Appending data set to existing Token Variable
This appears in log when running scraping session:
FullProductDetailsPage_01: Extracting data for pattern "MainGrab"
FullProductDetailsPage_01: Saving data set "MainGrab" into a session variable.
FullProductDetailsPage_01: Appending data set "MainGrab" to an existing data set.
FullProductDetailsPage_01: Number of data records for data set "MainGrab" is now 2 <---- This is the problem
FullProductDetailsPage_01: The following data elements were found:
When I run my sessions I use the special token ~@DATARECORD@~ named "MainGrab" to define the section holding the data I'm after and then use sub-extractor patterns to get the details. You'll note in the above that it says it is Appending the info to "MainGrab" and on the next line it says there are 2 data records for the data set "MainGrab". This number increases by 1 with each new scrape. The site I am scraping has over 270,000 products and I'm not sure how much of a performance hit this is costing me. Don't I really want to overwrite the existing data? It seems to be functioning, but as the scrape gets into the 10s of thousands of items is the above really adding a couple of hundred lines of HTML to the "MainGrab" record set and keeping some bloated montstosity of a Token in memory to access the data I'm after?
The scrape does appear to get slower with each item.
I also am missing the last 2 check boxes under the advanced tab, for filtering duplicates and caching data. I have a registered copy of Professional. (License fee paid).
Your log makes it look like
Your log makes it look like you've got the first checkbox on the advanced tab (on your MainGrab pattern) checked, which reads "Automatically save the data set generated by this extractor pattern in a session variable".
Normally, you don't want this, and so it is off by default.. Can you verify that you have it un/checked, one way or the other?
Those two checkboxes that are dimmed out should only light up when the above checkbox is marked.
Normally the way an extractor pattern works is fairly simple, and is closely related to 'scope' in programming. (Not sure what you're programming background is-- if you need clarification, just ask away.) Assuming that you're hitting that scrapeableFile for each page of search results, then the whole dataSet is wiped out at the end of each page request. The dataSet is only meant to be available until the pattern is completely done matching. Once it moves on tot he next pattern, it discards the dataSet. screen-scraper expects you to do something with each record of the dataSet on your own.
That being the case, screen-scraper shouldn't (by default) save all that data throughout the entire scrape.
So, as long as you're writing your data to a CSV, or saving it to a database, or sending it to some website, or whatever, then you certainly don't want to have that first Advanced-tab checkbox marked.
As for the scrape slowing down as it goes on, it might have something to do with how you iterate pages. If you are simply detecting the next/link to the "next page" of search results, and then calling a script on that pattern, which just runs the same scrapeableFile again, you might have a problem. Simple explanation is that if you're recursively calling the same scrapeableFile, then all efforts to conserve memory will be rendered useless, and you will likely run into problems on a site as big as the one you want to scrape.

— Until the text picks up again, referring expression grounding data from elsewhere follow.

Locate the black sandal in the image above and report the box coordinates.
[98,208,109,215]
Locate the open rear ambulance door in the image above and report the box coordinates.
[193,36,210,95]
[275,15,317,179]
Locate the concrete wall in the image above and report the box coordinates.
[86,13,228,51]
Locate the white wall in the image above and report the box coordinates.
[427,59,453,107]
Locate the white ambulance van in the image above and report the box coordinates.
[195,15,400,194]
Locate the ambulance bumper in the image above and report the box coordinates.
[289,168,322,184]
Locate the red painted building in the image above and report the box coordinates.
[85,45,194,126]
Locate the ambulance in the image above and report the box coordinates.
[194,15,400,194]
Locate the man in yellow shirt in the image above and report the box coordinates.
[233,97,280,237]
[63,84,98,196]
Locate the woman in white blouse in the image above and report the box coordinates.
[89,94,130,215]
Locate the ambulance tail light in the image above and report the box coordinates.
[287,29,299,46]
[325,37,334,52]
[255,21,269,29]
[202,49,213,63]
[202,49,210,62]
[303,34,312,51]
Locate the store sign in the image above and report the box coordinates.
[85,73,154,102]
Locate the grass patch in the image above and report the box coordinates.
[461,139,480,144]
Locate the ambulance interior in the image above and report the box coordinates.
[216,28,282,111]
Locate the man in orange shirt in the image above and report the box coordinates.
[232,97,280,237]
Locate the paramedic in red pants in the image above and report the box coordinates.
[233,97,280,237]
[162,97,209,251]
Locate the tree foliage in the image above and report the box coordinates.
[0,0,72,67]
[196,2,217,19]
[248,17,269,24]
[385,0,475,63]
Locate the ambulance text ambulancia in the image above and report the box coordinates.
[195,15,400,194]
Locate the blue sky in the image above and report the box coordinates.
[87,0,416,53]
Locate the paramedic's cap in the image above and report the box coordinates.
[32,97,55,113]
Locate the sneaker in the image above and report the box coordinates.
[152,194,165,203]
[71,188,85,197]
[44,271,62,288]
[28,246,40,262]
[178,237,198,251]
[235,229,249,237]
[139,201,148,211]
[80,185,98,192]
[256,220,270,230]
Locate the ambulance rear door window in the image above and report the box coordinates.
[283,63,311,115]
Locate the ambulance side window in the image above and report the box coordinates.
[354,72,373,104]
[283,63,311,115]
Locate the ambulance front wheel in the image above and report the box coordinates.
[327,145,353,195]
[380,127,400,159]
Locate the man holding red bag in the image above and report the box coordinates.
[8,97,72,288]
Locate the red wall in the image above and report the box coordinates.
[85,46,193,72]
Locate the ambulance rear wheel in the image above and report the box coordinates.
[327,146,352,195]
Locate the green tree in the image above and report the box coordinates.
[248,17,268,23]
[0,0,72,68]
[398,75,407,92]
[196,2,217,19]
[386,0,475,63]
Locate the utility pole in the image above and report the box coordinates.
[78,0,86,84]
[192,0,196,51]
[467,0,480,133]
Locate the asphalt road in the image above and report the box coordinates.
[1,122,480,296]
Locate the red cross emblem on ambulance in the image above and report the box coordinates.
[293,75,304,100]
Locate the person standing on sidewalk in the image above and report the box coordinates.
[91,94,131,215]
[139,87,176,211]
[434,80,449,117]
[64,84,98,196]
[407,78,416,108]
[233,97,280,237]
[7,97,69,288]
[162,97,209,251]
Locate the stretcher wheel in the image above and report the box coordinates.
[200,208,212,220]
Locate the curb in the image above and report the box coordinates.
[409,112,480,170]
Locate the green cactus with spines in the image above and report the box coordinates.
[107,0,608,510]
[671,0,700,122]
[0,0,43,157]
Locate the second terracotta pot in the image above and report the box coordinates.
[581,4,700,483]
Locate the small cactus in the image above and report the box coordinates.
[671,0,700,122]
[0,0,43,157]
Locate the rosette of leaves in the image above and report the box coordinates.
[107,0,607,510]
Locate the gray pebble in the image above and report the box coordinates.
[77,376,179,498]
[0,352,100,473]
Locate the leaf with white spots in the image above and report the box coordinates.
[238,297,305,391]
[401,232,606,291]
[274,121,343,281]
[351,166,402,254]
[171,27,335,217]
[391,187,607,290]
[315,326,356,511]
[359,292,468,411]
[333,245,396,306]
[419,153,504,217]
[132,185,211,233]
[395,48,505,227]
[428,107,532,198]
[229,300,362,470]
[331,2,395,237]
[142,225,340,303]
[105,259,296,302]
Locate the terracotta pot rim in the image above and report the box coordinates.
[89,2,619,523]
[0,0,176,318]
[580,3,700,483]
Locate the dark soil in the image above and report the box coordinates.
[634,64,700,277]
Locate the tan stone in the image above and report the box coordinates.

I'm probably going to make a page on this site covering this topic, since it's an easy thing to fall into. The topic itself is covered here:
http://community.screen-scraper.com/node/1091
It's specifically dealing with page iteration that goes in offsets (0, 20, 40, etc), but can easily be adapted into something simpler.
I'll stop there to let you have a look at those things-- If there's any trouble or further questions, by all means, let me know!
Tim
Unchecking Box helped & Loop saved memory
Thanks Tim. Unchecking the box stopped it from adding it to the data set. Appears to be writing new with each "MainGrab", which is what I wanted.
As for the memory gobble, I went to the linked page and while it does address how to interate by 20... (oddly enough the exact number I need)... I'm not sure how this addresses memory conservation.
Anyway, one thing at a time. I'll address my need to increment a variable by 20 without the need to read the values from a text file. I hope you will soon post further tips on memory
Update: I used a simple Loop similar to what you linked and it did wonders for memory. The memory usage indicator at the bottom of the log page was running at over 40% when I was reading values from 3 text files running 3 simultaneos scrapes. Now it's 17% and processor usage has dropped from mid 70's to roughly 1/2 that.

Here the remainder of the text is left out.